リサイクル飼料の主なものとして、加工された乾燥飼料47.1%、食品製造工場(事業所)35.3%、レストラン・ホテル・給食センター17.6%の順となっている。
リサイクル飼料において、原材料の種類は、パン類63.6%、ご飯、米加工品54.5%、和菓子、洋菓子、ケーキ、ビスケット、煎餅など菓子類36.4%が主なものである。リサイクル飼料の原材料の種類はパン類が中心である。

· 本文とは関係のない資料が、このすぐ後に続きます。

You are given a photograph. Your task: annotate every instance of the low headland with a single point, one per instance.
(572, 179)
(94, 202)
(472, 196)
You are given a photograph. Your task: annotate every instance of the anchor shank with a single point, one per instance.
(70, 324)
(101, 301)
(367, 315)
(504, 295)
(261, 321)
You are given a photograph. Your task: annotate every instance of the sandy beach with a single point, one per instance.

入手された原材料の利用方法は、「加熱乾燥」63.6%、「加熱して利用」27.3%、「常温保管してそのまま利用」27.3%の順となっている。
リサイクル飼料を利用している方に、今後の意向については、「利用を拡大したい」が12.5%、「現状を維持したい」が87.5%である。
リサイクル飼料又は原材料としての入手形態は、@パン類、Aご飯、米加工品が中心となっているが、地域別では地域の特産品等により異なっている。
リサイクル飼料を利用していない方に、今後の意向については、「リサイクル飼料を利用する又は利用したい」の割合は33.8%てある。これは全国集計と同様の傾向である。